04-23-2018 10:19 AM
I'm fairly green to labview and could use much help as possible. I am trying to make a VI that control a solenoid for a valve endurance test. The test is going to bias a valve back and forth repeatedly. It'll bias the valve in sets of 250 cycles, wait 5 hours between each cycle, and wait 24 hours in between each set. Just to state it another way, let's say there's in total 1000 cycles. Once it starts it'll look like [bias>wait 5 hours>repeat all previous 250 times>wait 24 hours>repeat all previous 4 times]. I have an NI 9474 that should work with the solenoid I'll be using and need it to send out a signal that'll be in time with the set I just stated.

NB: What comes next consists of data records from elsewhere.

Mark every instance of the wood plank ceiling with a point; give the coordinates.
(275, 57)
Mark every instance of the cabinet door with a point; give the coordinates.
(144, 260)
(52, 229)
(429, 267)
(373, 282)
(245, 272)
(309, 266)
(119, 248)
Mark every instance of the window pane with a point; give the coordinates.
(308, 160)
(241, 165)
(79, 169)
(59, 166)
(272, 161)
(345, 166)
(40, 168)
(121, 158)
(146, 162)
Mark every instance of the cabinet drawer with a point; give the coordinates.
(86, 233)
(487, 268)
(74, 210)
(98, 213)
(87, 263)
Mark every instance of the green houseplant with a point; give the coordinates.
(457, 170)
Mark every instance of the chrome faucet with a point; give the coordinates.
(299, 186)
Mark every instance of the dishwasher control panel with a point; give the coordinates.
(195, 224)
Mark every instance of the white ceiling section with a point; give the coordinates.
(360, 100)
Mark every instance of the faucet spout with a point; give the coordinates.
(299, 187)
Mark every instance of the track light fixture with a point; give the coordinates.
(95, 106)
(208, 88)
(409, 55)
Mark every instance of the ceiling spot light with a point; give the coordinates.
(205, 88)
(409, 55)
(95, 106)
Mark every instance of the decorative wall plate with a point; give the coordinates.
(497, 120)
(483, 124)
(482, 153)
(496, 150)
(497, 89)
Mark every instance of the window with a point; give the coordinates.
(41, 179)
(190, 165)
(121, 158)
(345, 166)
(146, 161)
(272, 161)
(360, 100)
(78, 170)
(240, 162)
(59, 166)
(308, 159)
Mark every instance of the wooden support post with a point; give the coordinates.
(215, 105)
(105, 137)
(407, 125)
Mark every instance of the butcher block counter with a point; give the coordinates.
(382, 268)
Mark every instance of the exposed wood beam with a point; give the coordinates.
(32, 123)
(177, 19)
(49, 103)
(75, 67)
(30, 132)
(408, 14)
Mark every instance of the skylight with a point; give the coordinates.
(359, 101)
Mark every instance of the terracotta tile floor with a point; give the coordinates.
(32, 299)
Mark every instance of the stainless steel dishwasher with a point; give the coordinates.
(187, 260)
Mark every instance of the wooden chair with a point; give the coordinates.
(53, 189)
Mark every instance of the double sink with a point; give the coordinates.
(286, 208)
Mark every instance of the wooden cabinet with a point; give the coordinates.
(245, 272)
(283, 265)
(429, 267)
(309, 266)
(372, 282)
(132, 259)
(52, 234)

I've tried using the DAQ Assistant, but (specifically with the NI 9474) it asks for 1-D digital waveform input data and I've been having a lot of difficultly trying to convert a timed signal to that data type. My main question is how do I send out a signal with the a NI 9474 DAQ card? And if you could help me make the code meet my timing sequence that would help me so much, I'm thinking of using a few while loops but I'm hoping there is a better way that I'm not aware of. I'm using LabVIEW 2012 and thank you for any help in advance.
04-23-2018 11:34 AM
04-23-2018 11:37 AM
I haven't, how would that work with the DAQ Assistant? Would it work within a while loop?
04-23-2018 05:44 PM
I do most of my DAQmx advice in threads where I advocate for the use of hardware-timed DAQ.
Your case is exactly the opposite. The first most important thing to do is *NOT* use hardware timing for your DAQ task. Use on-demand mode instead so that you can write 1 value that the DAQ hardware will hold indefinitely until it's time to write a different value.
This will fit in very nicely with the state machine approach that was already suggested by GerdW.